Immunohistochemistry

Paraffin-embedded tissues of uterine cancer were sliced at a thickness of 3 µm by using a microtome, and were then deparaffinized. Antigen was retrieved by autoclaving the slides at 120 °C for 10 min in 0.01 M citric acid buffer (pH 6.0). Slides were peroxidase blocked by using 3%(w/v) hydrogen peroxide solution for 10 min, and then incubated in goat serum diluted in PBS containing a 1:2000 dilution of polyclonal TACC2 antibody (Merck Millipore, Darmstadt, Germany, #2397077) overnight at 4 °C. In negative control experiments, normal rabbit IgG (Dako, Glostrup, Denmark, #X0936) was used as the primary antibody. The labeled streptavidin–biotin method was used to add a secondary antibody.
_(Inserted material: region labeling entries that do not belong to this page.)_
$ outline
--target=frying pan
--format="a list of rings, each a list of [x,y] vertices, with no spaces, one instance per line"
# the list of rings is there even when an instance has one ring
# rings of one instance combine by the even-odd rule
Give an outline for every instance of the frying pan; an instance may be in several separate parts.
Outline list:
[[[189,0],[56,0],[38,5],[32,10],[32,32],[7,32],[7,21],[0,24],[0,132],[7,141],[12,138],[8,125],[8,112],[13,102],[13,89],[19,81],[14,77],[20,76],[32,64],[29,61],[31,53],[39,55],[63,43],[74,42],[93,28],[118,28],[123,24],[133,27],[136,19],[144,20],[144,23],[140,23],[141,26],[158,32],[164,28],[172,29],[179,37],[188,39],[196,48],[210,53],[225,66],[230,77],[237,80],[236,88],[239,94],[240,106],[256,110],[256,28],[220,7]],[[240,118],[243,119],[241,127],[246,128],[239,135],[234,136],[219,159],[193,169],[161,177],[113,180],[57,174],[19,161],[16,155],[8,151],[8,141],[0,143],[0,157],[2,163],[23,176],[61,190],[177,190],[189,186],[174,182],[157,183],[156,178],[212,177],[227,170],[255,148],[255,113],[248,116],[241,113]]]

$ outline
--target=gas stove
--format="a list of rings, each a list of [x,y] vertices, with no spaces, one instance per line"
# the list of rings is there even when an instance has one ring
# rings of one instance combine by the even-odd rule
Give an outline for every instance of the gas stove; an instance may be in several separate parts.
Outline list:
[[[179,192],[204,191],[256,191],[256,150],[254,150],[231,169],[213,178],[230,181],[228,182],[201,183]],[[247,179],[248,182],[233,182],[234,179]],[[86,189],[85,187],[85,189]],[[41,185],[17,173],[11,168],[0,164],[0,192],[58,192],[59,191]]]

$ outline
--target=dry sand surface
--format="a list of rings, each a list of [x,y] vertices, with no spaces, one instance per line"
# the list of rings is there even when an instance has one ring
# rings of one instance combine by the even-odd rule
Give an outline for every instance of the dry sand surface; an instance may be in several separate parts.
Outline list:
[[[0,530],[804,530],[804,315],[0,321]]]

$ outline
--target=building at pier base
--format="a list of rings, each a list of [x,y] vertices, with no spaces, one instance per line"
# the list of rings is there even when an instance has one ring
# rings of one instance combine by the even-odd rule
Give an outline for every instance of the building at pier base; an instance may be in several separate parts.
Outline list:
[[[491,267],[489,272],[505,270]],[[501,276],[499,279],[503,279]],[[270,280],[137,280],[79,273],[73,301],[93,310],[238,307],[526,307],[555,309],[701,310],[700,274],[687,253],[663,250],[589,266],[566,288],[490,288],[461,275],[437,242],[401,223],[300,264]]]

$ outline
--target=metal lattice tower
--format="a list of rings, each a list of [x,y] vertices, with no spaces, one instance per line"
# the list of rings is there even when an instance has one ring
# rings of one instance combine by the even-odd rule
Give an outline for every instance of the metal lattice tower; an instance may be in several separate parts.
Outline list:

The antigen-antibody complex was visualized by using 3,3-diaminobenzidine solution (1 mmol/L 3,3-diaminobenzidine, 50 mmol/L PBS (pH 7.4), and 0.006% H2O2). Slides were briefly counterstained with hematoxylin.

Statistical analysis

Differential expression levels between the LN + and LN− patients, monitored by qRT-PCR, were evaluated a nonparametric Mann–Whitney U test. Associations between patients’ clinicopathological characteristics and lymph nodal status were evaluated by using the Fisher’s exact test. The discrimination performances of the biomarker candidates were determined by AUC analysis. The statistical significance of differences between two ROC curves was tested with a bootstrap method with 2,000 replicates in the pROC72 package. Statistical tests, calculations of AUC, and production of all graphs were performed using R statistical software version 3.2.2 (http://www.R-project.org). All P values described in this study represent two-sided tests. P values of less than 0.05 were classed as statistically significant. The Kaplan–Meier estimate and the log-rank test were used to assess the correlations between recurrence-free survival and the expression levels of novel TACC2 exon and SEMA3D and survival in the TCGA Endometrioid Cancer dataset. The survival package was used for the illustration of Kaplan–Meier survival curves and calculation of the P-values.